On Sun, 20070923 at 23:24 +0200, Tomas Caithaml wrote:
> Hi all.
>
> When I was playing with Haskell and reading stuff about it, I noticed
> that there is a lot of information in a form of research papers and a
> lot of mathematics involved. I must confess that I quite like this
> academic approach.
>
> Well, I thought that while I am still at university I could take some
> math classes to help me better understand these things and
> broaden my horizon.
>
> Any suggestion what could be relevant?
As a fellow student (fourthyear undergrad), I'm in a similar situation.

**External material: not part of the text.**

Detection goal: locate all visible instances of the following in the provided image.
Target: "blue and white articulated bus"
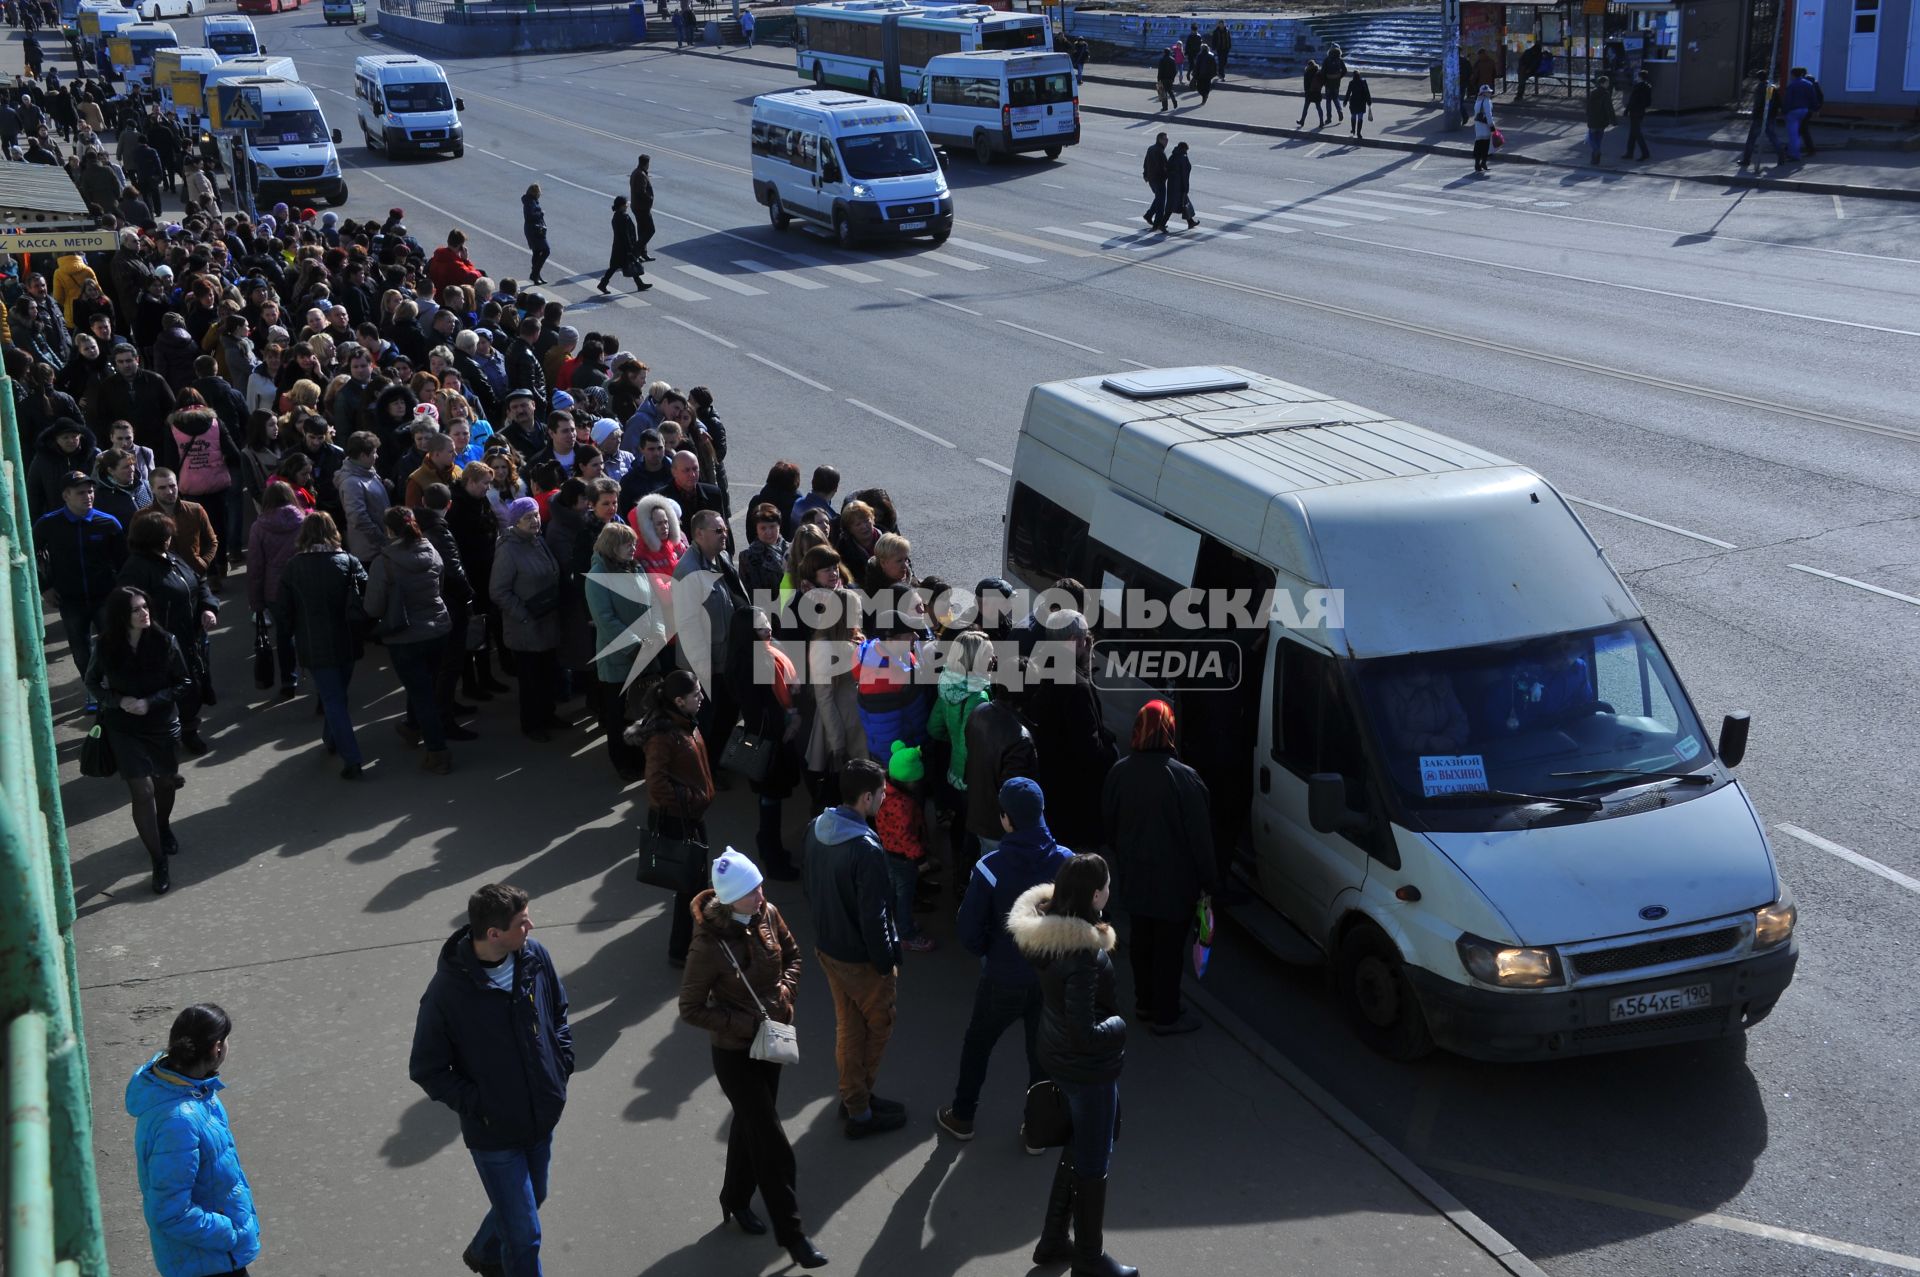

The primary difference for me is that I'm a math major, so I've spent
the last three years taking math courses and have only relatively
recently developed an interest in Computer Science (and especially
Haskell).
I'd suggest just start taking the standard upper division coursework for
math majors are your school. This probably includes abstract algebra
(groups, rings, and so forth), linear algebra, real/complex analysis,
and maybe some foundations courses like logic and set theory. It would
be really difficult to try to approach something like category theory
and topology rigorously without having a lot of basic mathematical
fluency; you'll need the mathematical insight you gain from taking these
basic courses to understand the higher level stuff, even if the concepts
aren't directly related. Also, once you've taken these kinds of classes
you'll be fluent enough in mathematics to understand the bigger picture
of how most of the other math disciplines interrelate, and you'll be in
a good position to figure out which disciplines are interesting to you,
and which ones you'll need to study further to understand more about the
disciplines that are of the most interest to you.